In a Radio Times interview about the show he used the word "mendacious" and implied that the producers had arrived with a pre-existing narrative template into which he'd been fitted. It would hardly be the first time that such a thing has happened, but Mr Chaloner's indignant belief that they would pretend "I'm some sort of Lancelot-Spratt type character" turns out to be a little undermined by the fact that he seems to like doing the same thing himself. "In theatre, everyone knows how I like things done and they also know that if they're not done that way I'll get pretty cross about it," he said cheerfully, as he introduced himself to us. Not exactly a conscript for caricature, then, but a volunteer.

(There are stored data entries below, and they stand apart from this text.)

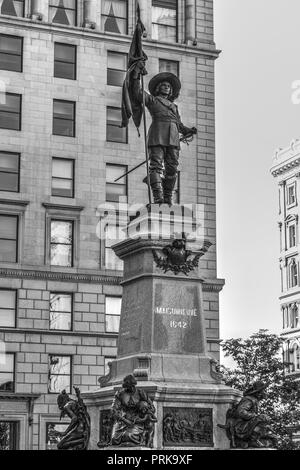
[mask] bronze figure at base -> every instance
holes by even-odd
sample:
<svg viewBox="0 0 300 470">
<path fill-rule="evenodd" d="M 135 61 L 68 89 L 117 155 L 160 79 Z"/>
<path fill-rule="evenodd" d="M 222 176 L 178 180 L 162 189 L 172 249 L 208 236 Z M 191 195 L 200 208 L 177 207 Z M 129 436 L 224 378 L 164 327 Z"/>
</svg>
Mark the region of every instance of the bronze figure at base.
<svg viewBox="0 0 300 470">
<path fill-rule="evenodd" d="M 60 419 L 68 416 L 71 423 L 64 432 L 53 431 L 55 437 L 60 438 L 58 450 L 87 450 L 90 439 L 90 416 L 80 395 L 80 390 L 74 387 L 77 401 L 69 397 L 63 390 L 57 404 L 61 410 Z"/>
<path fill-rule="evenodd" d="M 242 400 L 226 414 L 226 430 L 231 448 L 270 448 L 276 446 L 276 436 L 266 415 L 259 413 L 258 404 L 264 397 L 265 384 L 255 382 L 245 391 Z"/>
<path fill-rule="evenodd" d="M 98 447 L 153 447 L 155 408 L 146 392 L 136 388 L 136 384 L 133 375 L 124 378 L 123 388 L 116 393 L 111 408 L 110 442 L 101 442 Z"/>
</svg>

Edmund didn't actually come out of it badly anyway, though there was no question that he was cast in the role of "grit in the ointment", after clashing very politely with Gareth over the mawkish qualities of REM's "Everybody Hurts". Gareth was trying to get Edmund to get in touch with his emotions; Edmund was steadfastly resisting, on the grounds that empathetic weepiness isn't very useful when you're wrist deep in a chap's abdomen and he might bleed out in 30 seconds. The important part of "shrinking violet who blossoms", meanwhile, was played by Natalie, a speech therapist who'd been bullied at school and was pulled out of the chorus for a solo part precisely because she brought a lip-trembling emotional responsiveness to the lyrics. That was the essential narrative opposition, plus a bit of stuff about how atomised employees could be brought together by close harmony and learn to see each other as human beings, rather than departmental representatives.

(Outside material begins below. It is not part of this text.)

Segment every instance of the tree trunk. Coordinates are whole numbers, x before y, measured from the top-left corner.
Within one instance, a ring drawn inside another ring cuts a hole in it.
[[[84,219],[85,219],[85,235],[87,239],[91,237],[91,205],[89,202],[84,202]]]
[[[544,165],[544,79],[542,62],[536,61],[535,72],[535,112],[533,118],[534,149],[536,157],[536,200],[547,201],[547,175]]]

Edmund's arguments weren't stupid and, as far as I could see, he wasn't ever obstructive about his dislike of the REM song, despite the fact that he was more used to giving instructions rather than taking them. I suppose some viewers might have dismissed him as sentimentally constipated after Gareth's exasperated remark about "collective terror of emotion". But you hope that some of them might have recognised that Edmund's rigour and professional detachment weren't a million miles away from the qualities a really good choirmaster needs as well. I don't imagine Gareth was swayed by sentiment in selecting his choir ("I want people who are absolutely top notch," he'd said sternly) and no amount of warm cuddles would match his insistence that they do the practice and hit the notes accurately. Next week, Gareth brings the healing power of music to Bristol posties, and the truth is that he'll need a little bit of Edmund to get the job done.

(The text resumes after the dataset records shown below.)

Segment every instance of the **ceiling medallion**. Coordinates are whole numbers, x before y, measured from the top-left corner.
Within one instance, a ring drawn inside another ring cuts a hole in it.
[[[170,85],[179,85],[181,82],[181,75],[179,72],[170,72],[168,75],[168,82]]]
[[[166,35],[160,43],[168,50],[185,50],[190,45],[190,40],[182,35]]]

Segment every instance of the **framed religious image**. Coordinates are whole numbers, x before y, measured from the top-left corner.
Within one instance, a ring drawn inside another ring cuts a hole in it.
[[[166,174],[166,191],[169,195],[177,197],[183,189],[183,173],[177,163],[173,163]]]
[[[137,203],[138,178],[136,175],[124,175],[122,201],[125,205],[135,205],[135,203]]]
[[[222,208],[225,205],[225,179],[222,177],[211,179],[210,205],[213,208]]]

There was empathy in Making Faces, Channel 5's new series about the maxillofacial department of a Birmingham hospital, though most of it came from the technicians who work with silicone rubber rather than a scalpel. One man, apparently a regular customer, came in for a new ear, unfazed by the Mr Potato Head toy on a nearby shelf (a helpful joke, that, or a tasteless one?). But Anna, who'd lost her nose to cancer, was having more trouble adjusting, despite the fact that her new nose looked astoundingly good to me. Then again, I'm not the one who has to endure the furtive flicker in the eyes when people get up close and double-check. The point of all this being on television, incidentally, is that you can stare as much as you want.